Sunday, September 7, 2014
Halfway through my second lap at Tom Brown, I realized I would rather be doing anything than riding my bike. Big Worm and Tiny D had dropped me about ten seconds into their medium pace regimen. They are prepping D for the Tom Brown race next week, and I am here to see them. Worm is aggravated, no one is hearing what he is saying and he's just trying to help. D warms up slower than any completive cyclist of her ilk, but when she flips the switch she can red line as long as she wants. They are invisible in the distance and I am going so slow the roots on the one technical section of Cadillac, almost force me backward. I am completely and utterly unenthused with mountain biking. This activity has become some monotone dirge and I would rather watch game shows than pedal one more minute.
It was not like that when I started. Some of the trail heads were marked by no trespassing signs and for the first time since I was a skateboarder, I felt that great taste of five finger candy. To steal something was always sweeter than to being invited. This was also true of my favorite surf spot back home; The Power Plant. We you had to go down dirt roads around a gate and then finally down a perilous sand double track in my old VW bug. After navigating that maze then, and only then, could we pick the fruit of that grand emptiness. Dark gray waters awaited with great lefts and rights with no one around for miles. It was a huge oasis from the rat cage that was my home break; North Jetty in Ft. Pierce. At the plant you could catch as many waves a you wanted, and we laughed and yelled paddling as fast as we could, back out to the empty lineup. The dream was short lived as word got out and the gallery brought the bullshit by the truck load. All my favorite skate spots were illegal too. You came to a fence, looked at your friends, threw your gear over the wall, climbed it and reaped the rewards. We skated big pipes, empty pools, new construction roofs, and bone dry fountains at dilapidated hotels. The skate park, lay within minutes of where we were trespassing, but for us the rules, frozen pizza, and Steve Miller on a loop, where too much to bear.

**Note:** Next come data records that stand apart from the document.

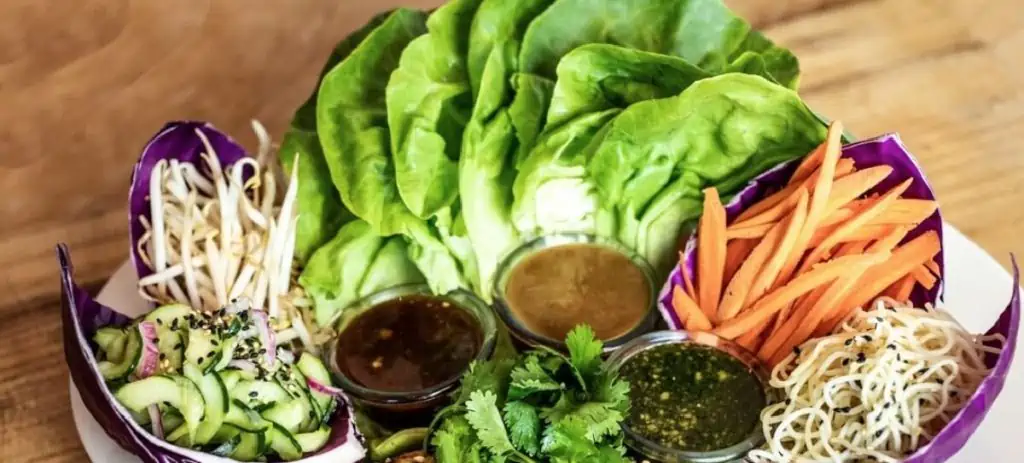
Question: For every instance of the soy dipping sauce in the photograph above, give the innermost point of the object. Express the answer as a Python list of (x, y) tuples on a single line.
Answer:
[(409, 343)]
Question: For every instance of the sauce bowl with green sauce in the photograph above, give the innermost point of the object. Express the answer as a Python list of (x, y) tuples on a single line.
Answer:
[(400, 351), (694, 396), (551, 284)]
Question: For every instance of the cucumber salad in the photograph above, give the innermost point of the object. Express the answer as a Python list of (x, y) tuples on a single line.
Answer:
[(218, 382)]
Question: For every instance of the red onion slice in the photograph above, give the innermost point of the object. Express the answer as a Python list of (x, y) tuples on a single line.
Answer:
[(265, 336), (245, 366), (324, 388), (156, 421), (151, 354)]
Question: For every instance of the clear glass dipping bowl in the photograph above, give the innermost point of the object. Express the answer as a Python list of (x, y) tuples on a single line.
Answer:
[(521, 333), (389, 406), (665, 454)]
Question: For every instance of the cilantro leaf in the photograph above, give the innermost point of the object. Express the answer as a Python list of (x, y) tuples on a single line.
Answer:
[(453, 439), (483, 415), (585, 350), (529, 378), (524, 426), (566, 442), (489, 376)]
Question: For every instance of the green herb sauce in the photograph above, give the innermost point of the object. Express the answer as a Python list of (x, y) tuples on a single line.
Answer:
[(691, 397)]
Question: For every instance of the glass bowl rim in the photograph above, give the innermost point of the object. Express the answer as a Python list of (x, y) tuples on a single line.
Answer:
[(461, 298), (732, 453), (547, 241)]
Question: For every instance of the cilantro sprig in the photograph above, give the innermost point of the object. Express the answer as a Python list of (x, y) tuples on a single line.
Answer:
[(541, 406)]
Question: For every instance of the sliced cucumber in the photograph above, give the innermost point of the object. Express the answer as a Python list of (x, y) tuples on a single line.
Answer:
[(111, 341), (255, 392), (203, 349), (226, 432), (289, 414), (132, 353), (245, 418), (225, 448), (312, 442), (171, 421), (171, 345), (250, 447), (284, 444), (179, 436), (175, 390), (226, 352), (166, 316), (215, 397), (313, 368)]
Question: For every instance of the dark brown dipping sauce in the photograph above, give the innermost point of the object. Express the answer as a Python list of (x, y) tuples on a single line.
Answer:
[(553, 290), (408, 344)]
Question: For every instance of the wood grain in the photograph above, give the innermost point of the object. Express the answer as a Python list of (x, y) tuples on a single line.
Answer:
[(84, 85)]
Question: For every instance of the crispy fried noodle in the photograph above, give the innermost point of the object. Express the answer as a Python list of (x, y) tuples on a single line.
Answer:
[(879, 388)]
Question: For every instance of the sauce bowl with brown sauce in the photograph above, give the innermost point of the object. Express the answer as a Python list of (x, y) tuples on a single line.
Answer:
[(400, 352), (551, 284)]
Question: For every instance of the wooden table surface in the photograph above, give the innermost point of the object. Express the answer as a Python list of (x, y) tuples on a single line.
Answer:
[(84, 85)]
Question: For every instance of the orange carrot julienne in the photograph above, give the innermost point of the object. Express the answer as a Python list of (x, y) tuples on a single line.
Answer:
[(687, 281), (811, 163), (777, 205), (711, 252), (735, 253), (735, 292), (773, 302), (847, 228), (688, 310), (924, 277), (866, 233), (804, 328), (904, 259), (774, 264)]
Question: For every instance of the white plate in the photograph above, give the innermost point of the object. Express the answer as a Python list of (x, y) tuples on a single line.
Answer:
[(977, 291)]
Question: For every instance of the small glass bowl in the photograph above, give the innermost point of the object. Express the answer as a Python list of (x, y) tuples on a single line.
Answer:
[(407, 407), (665, 454), (522, 334)]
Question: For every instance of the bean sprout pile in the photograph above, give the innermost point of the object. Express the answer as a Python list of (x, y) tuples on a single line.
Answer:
[(216, 236), (879, 388)]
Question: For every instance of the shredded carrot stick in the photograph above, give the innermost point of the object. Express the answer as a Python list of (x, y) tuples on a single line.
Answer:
[(711, 252), (842, 312), (904, 259), (687, 309), (735, 253), (811, 163), (866, 233), (849, 227), (735, 292), (777, 205), (774, 264), (924, 277), (687, 281), (783, 329), (749, 341), (804, 327), (774, 301)]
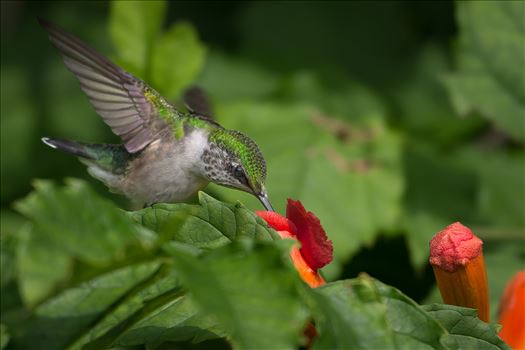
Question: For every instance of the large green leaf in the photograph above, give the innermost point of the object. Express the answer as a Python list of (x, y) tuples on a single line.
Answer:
[(250, 290), (41, 265), (68, 222), (490, 77), (134, 27), (365, 314), (347, 174), (78, 221), (465, 328), (58, 321), (4, 336), (210, 224), (178, 57)]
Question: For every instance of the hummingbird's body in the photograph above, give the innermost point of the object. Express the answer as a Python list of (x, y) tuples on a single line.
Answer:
[(167, 155)]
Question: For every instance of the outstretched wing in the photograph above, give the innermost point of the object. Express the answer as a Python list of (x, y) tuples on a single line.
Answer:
[(124, 102)]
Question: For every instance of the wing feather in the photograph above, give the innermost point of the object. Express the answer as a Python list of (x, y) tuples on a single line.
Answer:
[(117, 96)]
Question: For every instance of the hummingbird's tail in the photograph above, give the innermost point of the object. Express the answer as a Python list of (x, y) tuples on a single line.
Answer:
[(77, 148), (105, 162), (110, 158)]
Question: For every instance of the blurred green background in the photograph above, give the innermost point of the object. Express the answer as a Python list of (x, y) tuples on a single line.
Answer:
[(388, 119)]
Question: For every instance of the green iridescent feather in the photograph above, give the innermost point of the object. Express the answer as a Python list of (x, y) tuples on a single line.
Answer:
[(244, 148)]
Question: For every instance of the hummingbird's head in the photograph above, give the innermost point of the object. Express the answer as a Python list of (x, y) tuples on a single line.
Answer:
[(234, 160)]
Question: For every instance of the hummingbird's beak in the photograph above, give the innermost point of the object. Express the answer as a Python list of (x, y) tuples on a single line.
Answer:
[(263, 197)]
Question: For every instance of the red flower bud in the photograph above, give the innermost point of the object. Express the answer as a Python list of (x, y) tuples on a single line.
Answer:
[(457, 259)]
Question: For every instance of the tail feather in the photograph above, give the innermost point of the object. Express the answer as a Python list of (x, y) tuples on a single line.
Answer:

When I started riding fifteen years ago, it was an adventure for me. Tom Brown was covered in head high grass. The unregulated trails broke off and crossed back over themselves, while others dead ended into old buildings. Cadillac was private property, rooty, brutal, washed out and fantastic. If I saw a cyclist out there, he was always better than me and everyday there were ten obstacles I dreaded. If there was a storm and a tree came down, it laid where it fell and you had to find a way over or around it. Out past the levy, in the no mans land beyond the tracks, lay the bucket loop bordered by thorns, berries, crooked fences and occasional hunters. Weems trails had four wheelers with no helmets, rich high school pricks drinking beer by fires, standing in the trash they never cleared. Beyond them lay the abandoned Fallschase development with burned out carcasses of berm houses and paved roads to no where.
All my favorite pastimes have an element of fear attached. I was afraid every time I skated a big half pipe, took off on a set wave, or reached for the top button of a girls jeans. That thrill of waiting for a sigh or screaming denial was (and is) the "thing". I was able to keep that demon alive on my cross bike by riding more dirt, on an unsuspended skinny tire beast. For a little while this year, that feeling came back. Even the smallest section of soft sand is a white knuckle death ride. I also found the feeling out on long road rides alone, wondering if I had enough legs to get home. I felt the tingle with every passing car and every turn, down roads I didn't know.
I have unfettered dreams of cashing in my retirement and becoming a dishwasher in Missouri, hiding in a rural house writing the novel, no one will read. I have to fight my steering wheel anytime I get near I-10 to keep from driving away into new, unauthorized single track. I always remember there are bills to pay, a great wife to kiss, and boys to support on their new trail. After all, I have had every opportunity to take all the shots I've wanted to take, with little or no resistance from anyone in my life. Still, I pace back and forth in my office like a caged cat that once ran wild. I peek through the blinds and wonder what they'd all say if I disappeared again, like I did back in 87'.
In the end, I am a good dog and I know where my bowl is. I ride the rides and take the easy route around the logs. I dutifully get out of the saddle on the ten foot wide oyster shell horse path. I run the fence obsessively and howl at real and imagined threats beyond my borders, like I am actually defending some sacred ground. More than anything, I fear that sound in the distance is just a branch in the wind, scraping the fence, and all the barbarians beyond my gates, have died.